Wer hinter dem Dreispeichen-Lenkrad Platz nehmen darf, ist gewarnt. Die neuen Sportsitze haben zwar keine extra einstellbaren Kopfstützen, sind aber in ihrer ausgeprägten Seitenführung so geformt, dass sie auch massiver Querbeschleunigung des Insassen standhalten. Sicher in der Schale fixiert kann sich jeder an den Grenzbereich herantasten – aber der ist weit weg. Permanenter Allradantrieb und ein speziell abgestimmtes Sportfahrwerk lassen sich auch durch heftige Lastwechsel oder Lenkeinschläge kaum aus der Ruhe bringen.
Gleiches ist von den Bremsen zu behaupten: Auf den vorn 385 mm großen Stahlscheiben beißen die Beläge mit solcher Wucht zu, dass die Tachonadel Mühe hat, mit der Tempo-Vernichtung Schritt zu halten. Das Beste am S6 ist aber weder der sanfte Druck im Lendenwirbelbereich, den schon geringfügige Gashebelbewegungen auslösen können, noch das Nackenmuskeltraining, das mit jedem Kickdown verbunden ist. Das Beste ist die Klangkulisse, die Melodie aus Ansaug- und Auspuffgeräusch, die von 40 Ventilen instrumentiert wird.
Der bärige Sound, dessen Färbungen von finsterem Grollen bis zu angriffslustigem Fauchen reichen, ist beim Avant-Modell sogar noch ein bisschen stärker zu vernehmen. Vielleicht liegt's, wie bei anderen Klangerzeugern auch, am größeren Volumen des Resonanzkörpers. Um das ganze Orchester genießen zu können, sollte man Tunnel grundsätzlich mit offenen Seitenscheiben durchfahren.

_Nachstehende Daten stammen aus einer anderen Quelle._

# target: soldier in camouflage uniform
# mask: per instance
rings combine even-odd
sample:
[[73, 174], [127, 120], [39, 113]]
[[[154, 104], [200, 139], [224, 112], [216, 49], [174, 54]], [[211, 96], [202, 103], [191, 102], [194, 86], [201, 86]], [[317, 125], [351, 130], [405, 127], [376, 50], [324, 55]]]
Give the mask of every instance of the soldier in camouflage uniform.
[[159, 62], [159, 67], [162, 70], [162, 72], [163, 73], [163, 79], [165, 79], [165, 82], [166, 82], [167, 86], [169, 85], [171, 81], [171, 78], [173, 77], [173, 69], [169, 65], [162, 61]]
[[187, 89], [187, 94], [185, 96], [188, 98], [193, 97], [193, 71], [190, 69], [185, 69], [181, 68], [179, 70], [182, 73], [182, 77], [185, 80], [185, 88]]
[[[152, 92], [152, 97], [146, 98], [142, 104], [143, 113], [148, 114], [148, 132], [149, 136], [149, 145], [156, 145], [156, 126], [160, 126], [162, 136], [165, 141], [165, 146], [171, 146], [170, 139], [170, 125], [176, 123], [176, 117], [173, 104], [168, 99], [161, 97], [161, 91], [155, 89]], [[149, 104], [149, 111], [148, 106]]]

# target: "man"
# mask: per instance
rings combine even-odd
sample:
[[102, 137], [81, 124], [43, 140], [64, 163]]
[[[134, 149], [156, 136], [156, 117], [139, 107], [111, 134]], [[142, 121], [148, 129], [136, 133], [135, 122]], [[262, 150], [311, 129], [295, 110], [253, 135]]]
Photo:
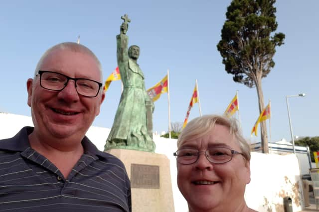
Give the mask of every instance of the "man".
[[105, 97], [98, 59], [59, 44], [34, 75], [26, 83], [34, 128], [0, 141], [0, 211], [131, 211], [123, 164], [85, 136]]
[[128, 36], [126, 33], [129, 19], [126, 15], [122, 18], [124, 22], [116, 38], [118, 65], [124, 89], [105, 150], [116, 148], [154, 152], [154, 104], [147, 94], [144, 75], [137, 63], [140, 48], [133, 45], [128, 51]]

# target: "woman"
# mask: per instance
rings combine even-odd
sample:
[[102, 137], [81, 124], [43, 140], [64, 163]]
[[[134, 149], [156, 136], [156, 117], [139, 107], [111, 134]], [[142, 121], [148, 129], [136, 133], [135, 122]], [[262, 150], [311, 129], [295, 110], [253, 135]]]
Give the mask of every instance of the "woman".
[[244, 198], [250, 182], [250, 149], [235, 120], [196, 118], [177, 141], [177, 185], [189, 212], [256, 212]]

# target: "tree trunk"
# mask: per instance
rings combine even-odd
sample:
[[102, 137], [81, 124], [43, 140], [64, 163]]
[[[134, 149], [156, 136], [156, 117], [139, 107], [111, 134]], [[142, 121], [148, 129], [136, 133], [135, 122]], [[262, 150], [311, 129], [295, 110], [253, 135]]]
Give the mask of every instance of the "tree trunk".
[[[261, 77], [256, 77], [256, 88], [257, 90], [258, 96], [258, 103], [259, 105], [259, 114], [264, 110], [265, 104], [264, 103], [264, 94], [261, 87]], [[266, 122], [261, 122], [260, 123], [260, 136], [261, 138], [261, 147], [263, 153], [269, 153], [268, 139], [267, 136], [267, 129]]]

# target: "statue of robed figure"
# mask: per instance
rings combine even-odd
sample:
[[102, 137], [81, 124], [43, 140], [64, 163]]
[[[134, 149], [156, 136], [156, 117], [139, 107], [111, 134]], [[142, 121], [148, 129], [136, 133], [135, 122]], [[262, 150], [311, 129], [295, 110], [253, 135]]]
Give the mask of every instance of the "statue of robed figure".
[[104, 150], [125, 148], [154, 152], [154, 104], [147, 93], [144, 75], [137, 64], [140, 47], [131, 46], [128, 51], [129, 38], [126, 34], [131, 20], [127, 14], [121, 18], [124, 21], [116, 39], [118, 66], [123, 90]]

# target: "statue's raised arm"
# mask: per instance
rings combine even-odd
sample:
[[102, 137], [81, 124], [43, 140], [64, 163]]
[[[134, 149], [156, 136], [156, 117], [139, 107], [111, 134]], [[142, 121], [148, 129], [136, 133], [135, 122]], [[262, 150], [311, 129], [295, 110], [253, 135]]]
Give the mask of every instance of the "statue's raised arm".
[[129, 19], [127, 14], [121, 16], [121, 18], [123, 19], [124, 21], [121, 24], [120, 28], [120, 34], [125, 35], [126, 34], [126, 32], [128, 31], [129, 23], [131, 22], [131, 19]]

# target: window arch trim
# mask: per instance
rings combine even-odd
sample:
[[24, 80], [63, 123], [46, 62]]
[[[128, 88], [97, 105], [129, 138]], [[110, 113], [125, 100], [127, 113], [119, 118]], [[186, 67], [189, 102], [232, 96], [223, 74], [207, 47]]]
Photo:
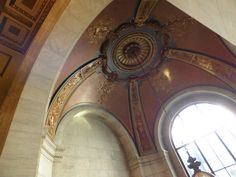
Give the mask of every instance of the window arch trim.
[[171, 127], [176, 115], [184, 108], [197, 103], [221, 104], [236, 113], [236, 94], [210, 86], [192, 87], [180, 91], [167, 100], [159, 111], [154, 128], [155, 144], [166, 155], [173, 176], [187, 177], [171, 140]]

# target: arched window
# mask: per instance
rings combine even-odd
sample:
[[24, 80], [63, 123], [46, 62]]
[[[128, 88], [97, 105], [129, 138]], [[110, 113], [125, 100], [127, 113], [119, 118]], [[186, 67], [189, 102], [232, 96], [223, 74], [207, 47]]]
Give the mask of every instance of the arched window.
[[182, 109], [171, 127], [172, 143], [186, 171], [189, 155], [201, 170], [217, 177], [236, 177], [236, 115], [229, 109], [195, 103]]

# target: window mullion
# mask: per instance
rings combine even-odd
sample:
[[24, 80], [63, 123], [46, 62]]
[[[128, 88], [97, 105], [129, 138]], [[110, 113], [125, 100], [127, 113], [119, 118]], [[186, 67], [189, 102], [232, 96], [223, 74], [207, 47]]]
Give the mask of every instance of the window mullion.
[[203, 159], [204, 159], [204, 161], [206, 162], [206, 164], [207, 164], [208, 168], [211, 170], [211, 173], [215, 174], [215, 173], [214, 173], [214, 171], [212, 170], [212, 168], [211, 168], [210, 164], [208, 163], [208, 161], [207, 161], [206, 157], [205, 157], [205, 156], [204, 156], [204, 154], [202, 153], [202, 151], [201, 151], [201, 149], [200, 149], [200, 147], [198, 146], [198, 144], [197, 144], [197, 142], [196, 142], [196, 141], [194, 141], [194, 144], [195, 144], [195, 146], [197, 147], [198, 151], [200, 152], [200, 154], [201, 154], [202, 158], [203, 158]]

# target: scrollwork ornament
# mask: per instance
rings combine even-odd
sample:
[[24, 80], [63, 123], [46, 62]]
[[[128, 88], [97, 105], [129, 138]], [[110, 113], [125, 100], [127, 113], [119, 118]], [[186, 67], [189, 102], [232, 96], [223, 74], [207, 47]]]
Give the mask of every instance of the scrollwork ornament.
[[70, 98], [73, 91], [89, 76], [95, 73], [97, 67], [102, 65], [102, 60], [98, 59], [82, 69], [75, 72], [72, 76], [70, 76], [67, 81], [62, 85], [59, 91], [54, 96], [52, 103], [49, 107], [46, 126], [48, 126], [48, 134], [51, 137], [55, 136], [55, 131], [57, 127], [57, 123], [60, 119], [63, 108]]

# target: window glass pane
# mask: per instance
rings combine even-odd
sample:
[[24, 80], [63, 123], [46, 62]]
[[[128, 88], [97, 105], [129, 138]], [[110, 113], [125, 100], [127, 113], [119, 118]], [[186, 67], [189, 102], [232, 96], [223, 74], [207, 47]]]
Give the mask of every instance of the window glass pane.
[[236, 176], [236, 165], [227, 168], [227, 171], [229, 172], [229, 174], [231, 176], [235, 177]]
[[217, 177], [230, 177], [226, 170], [218, 171], [215, 174]]
[[219, 177], [236, 177], [235, 127], [236, 115], [219, 105], [203, 103], [182, 110], [171, 133], [187, 171], [192, 174], [186, 151], [201, 162], [202, 171], [212, 169]]
[[217, 130], [217, 133], [225, 145], [229, 148], [230, 152], [234, 155], [234, 157], [236, 157], [236, 138], [232, 135], [230, 130], [219, 129]]
[[188, 164], [186, 163], [187, 160], [188, 160], [188, 154], [186, 153], [186, 150], [184, 148], [181, 148], [181, 149], [178, 150], [178, 154], [181, 157], [182, 162], [183, 162], [183, 164], [185, 166], [185, 169], [187, 170], [188, 174], [193, 175], [193, 170], [190, 170], [188, 168]]

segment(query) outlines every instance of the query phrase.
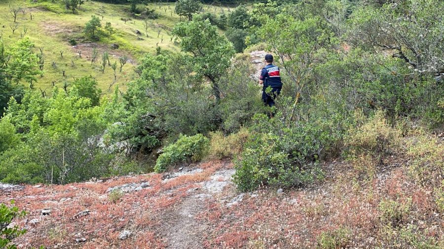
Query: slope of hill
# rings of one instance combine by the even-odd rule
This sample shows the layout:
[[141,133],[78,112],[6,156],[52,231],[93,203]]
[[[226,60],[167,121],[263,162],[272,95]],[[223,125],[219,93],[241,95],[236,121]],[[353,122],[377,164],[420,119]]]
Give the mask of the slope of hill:
[[[49,94],[55,84],[61,86],[74,78],[91,75],[106,94],[112,91],[117,84],[124,90],[125,83],[131,78],[133,66],[144,53],[154,53],[157,46],[162,49],[178,49],[171,34],[174,24],[181,20],[174,12],[175,3],[151,3],[140,7],[154,10],[158,15],[157,19],[148,20],[146,30],[144,20],[135,18],[129,13],[129,5],[85,1],[73,14],[65,8],[62,1],[1,1],[0,34],[7,47],[25,36],[34,42],[36,52],[42,49],[44,73],[42,77],[38,77],[35,85],[36,89]],[[15,23],[10,8],[20,8]],[[213,13],[227,9],[208,5],[203,8],[204,11]],[[102,27],[107,22],[111,23],[115,34],[109,37],[103,36],[98,41],[85,37],[83,30],[92,15],[100,18]],[[14,28],[16,25],[17,28]],[[16,29],[13,34],[12,28]],[[138,35],[137,31],[141,34]],[[71,40],[77,44],[70,44]],[[117,44],[118,48],[112,48],[113,44]],[[97,49],[98,55],[96,62],[91,63],[94,48]],[[100,61],[105,51],[109,53],[111,63],[117,61],[118,65],[118,57],[123,55],[130,60],[122,72],[117,71],[115,80],[110,67],[107,66],[105,73],[102,73]]]
[[[423,138],[407,139],[407,148]],[[232,164],[209,161],[164,174],[2,186],[0,201],[28,212],[17,220],[28,230],[21,248],[442,248],[442,203],[411,177],[427,149],[397,154],[368,179],[349,163],[326,163],[325,180],[300,189],[239,193]]]

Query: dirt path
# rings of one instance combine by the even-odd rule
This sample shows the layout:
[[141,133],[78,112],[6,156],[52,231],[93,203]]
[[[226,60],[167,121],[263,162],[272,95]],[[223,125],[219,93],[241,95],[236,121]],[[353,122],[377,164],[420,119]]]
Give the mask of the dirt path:
[[[189,175],[199,174],[194,170]],[[204,248],[202,242],[210,228],[205,219],[198,216],[208,210],[209,204],[221,201],[219,197],[225,187],[232,185],[231,176],[234,170],[222,169],[216,171],[209,179],[198,183],[200,186],[190,189],[189,194],[168,213],[169,218],[162,226],[162,233],[166,242],[166,248],[173,249],[195,249]],[[179,175],[181,176],[186,175]],[[171,179],[174,179],[174,178]]]

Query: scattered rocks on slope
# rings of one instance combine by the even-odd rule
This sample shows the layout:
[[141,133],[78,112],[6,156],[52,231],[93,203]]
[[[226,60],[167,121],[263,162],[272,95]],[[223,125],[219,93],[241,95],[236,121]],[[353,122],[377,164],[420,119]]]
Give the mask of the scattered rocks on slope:
[[127,230],[123,230],[123,232],[119,234],[119,239],[120,240],[124,240],[131,236],[131,232]]
[[86,238],[84,238],[84,237],[77,238],[77,239],[75,239],[75,242],[77,242],[77,243],[85,242],[86,241]]
[[51,214],[51,213],[52,212],[52,211],[50,209],[48,209],[48,208],[45,208],[45,209],[42,209],[40,213],[41,213],[41,215],[48,215]]
[[135,191],[140,191],[142,189],[148,187],[149,186],[149,183],[148,182],[142,182],[142,183],[127,183],[120,186],[116,186],[108,188],[107,190],[107,193],[114,190],[119,190],[125,193],[129,193]]
[[73,216],[73,219],[77,219],[77,218],[80,218],[80,217],[82,217],[85,215],[87,215],[89,214],[89,212],[90,212],[89,210],[85,209],[85,210],[83,210],[83,211],[77,213],[76,214],[75,214],[75,215]]
[[231,176],[234,174],[234,169],[225,170],[218,172],[211,177],[211,179],[201,183],[202,188],[211,193],[222,192],[223,188],[229,183]]
[[164,177],[163,182],[166,182],[171,180],[172,179],[174,179],[178,177],[180,177],[184,175],[191,175],[193,174],[200,173],[202,171],[203,171],[203,170],[202,170],[202,169],[199,169],[198,168],[193,168],[190,169],[184,169],[183,168],[182,170],[180,170],[179,172],[172,172],[165,175]]
[[239,194],[237,196],[235,196],[234,198],[231,199],[230,202],[227,203],[225,206],[227,208],[229,208],[230,207],[235,205],[237,204],[239,202],[242,201],[242,200],[244,199],[244,196],[245,195],[244,193],[242,193],[242,194]]
[[11,192],[21,190],[25,188],[24,186],[0,183],[0,190]]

Objektive Vorzüge, wie die abgeregelte Höchstgeschwindigkeit von 250 km/h oder die 5,2 Sekunden von null auf 100 km/h verlieren im Lichte des subjektiven Fahrvergnügens schnell ihre Bedeutung. Ganz und gar nicht unbedeutend ist jedoch ein objektiver Nachteil, den der Audi S6 mit Auto ähnlichen Kalibers teilt: Der Preis. Mindestens 80.000 Euro sollte auf der hohen Kante haben, wer einen S6 sein eigen nennen will.